На остановках Лола прятала ножницы в сумку и смотрела на двери, если в трамвай кто-нибудь садился. «Потому что днем всегда кто-нибудь входит с такой физиономией, как будто он просто знакомый, — пишет Лола в своей тетрадке. — Зато ночью он же смотрит прямо от дверей так, словно ищет именно меня».
Ночью, когда на улицах ни души, когда и в кудлатом парке ни души, когда шумел ветер и от неба ничего не оставалось, кроме шумящего ветра, Лола натягивала свои колготки-паутинки. Она открывала дверь, и тут в полосе света из коробчонки было видно, что ногу Лолы четыре. Кто-то спрашивал: «Куда ты?» — но Лолины шаги раздавались уже в длинном пустом коридоре.
Может быть, это я первые три года в коробчонке звалась «кто-то». Всех, кроме Лолы, можно было бы так назвать. Потому что кто-то в светлой коробчонке не любил Лолу. И кто-то — это были все.
Кто-то подошел к окну и не увидел улицы и уходящей Лолы. Только прыгало там, внизу, маленькое пятнышко.
Лола садилась в трамвай.
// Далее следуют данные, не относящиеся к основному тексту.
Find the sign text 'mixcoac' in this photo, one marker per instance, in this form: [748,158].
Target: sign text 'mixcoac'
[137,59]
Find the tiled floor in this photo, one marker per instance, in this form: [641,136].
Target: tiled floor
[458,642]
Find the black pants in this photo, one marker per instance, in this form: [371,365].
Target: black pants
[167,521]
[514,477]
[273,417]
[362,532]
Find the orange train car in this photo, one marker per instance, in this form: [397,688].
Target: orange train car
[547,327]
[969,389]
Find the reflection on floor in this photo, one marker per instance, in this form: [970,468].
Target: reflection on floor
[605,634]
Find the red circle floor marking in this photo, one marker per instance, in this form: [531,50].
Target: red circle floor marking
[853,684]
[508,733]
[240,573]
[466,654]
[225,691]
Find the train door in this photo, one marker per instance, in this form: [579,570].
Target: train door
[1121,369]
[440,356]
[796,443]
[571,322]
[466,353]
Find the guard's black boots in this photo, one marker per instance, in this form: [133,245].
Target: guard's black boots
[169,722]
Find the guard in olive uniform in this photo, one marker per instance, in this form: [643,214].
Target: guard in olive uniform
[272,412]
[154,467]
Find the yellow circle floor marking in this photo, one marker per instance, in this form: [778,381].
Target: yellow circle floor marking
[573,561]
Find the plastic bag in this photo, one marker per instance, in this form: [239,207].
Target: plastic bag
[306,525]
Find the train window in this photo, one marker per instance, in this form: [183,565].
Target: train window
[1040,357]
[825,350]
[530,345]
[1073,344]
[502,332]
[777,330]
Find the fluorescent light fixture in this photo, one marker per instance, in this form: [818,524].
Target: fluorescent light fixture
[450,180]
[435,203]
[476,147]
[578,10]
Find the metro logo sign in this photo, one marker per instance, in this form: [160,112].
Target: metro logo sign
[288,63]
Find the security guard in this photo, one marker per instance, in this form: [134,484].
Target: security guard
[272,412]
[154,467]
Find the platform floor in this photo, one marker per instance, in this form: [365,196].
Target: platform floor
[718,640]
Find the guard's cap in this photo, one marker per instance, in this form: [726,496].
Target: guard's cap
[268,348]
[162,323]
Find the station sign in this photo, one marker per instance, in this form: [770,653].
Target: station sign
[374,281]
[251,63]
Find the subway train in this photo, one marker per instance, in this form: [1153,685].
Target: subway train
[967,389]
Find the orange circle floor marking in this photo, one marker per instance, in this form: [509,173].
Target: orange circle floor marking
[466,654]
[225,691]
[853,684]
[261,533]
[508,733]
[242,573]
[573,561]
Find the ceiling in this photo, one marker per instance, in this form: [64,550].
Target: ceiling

Когда на следующей остановке кто-нибудь входил, глаза Лолы широко раскрывались.
Около полуночи в трамвай садились только мужчины, они ехали домой после вечерней смены на фабрике стирального порошка или на скотобойне. «Из ночной тьмы они вдруг выныривают в светлом вагоне, — пишет Лола, — и я вижу: вот мужчина, за день он так вымотался, что кажется — и не человек это, а тень, одетая в какие-то тряпки. В голове давно нет никаких мыслей о любви, в карманах давно нет денег. При нем только краденый стиральный порошок или мелочишка забитой скотины: говяжьи языки, свиные почки или печень теленка».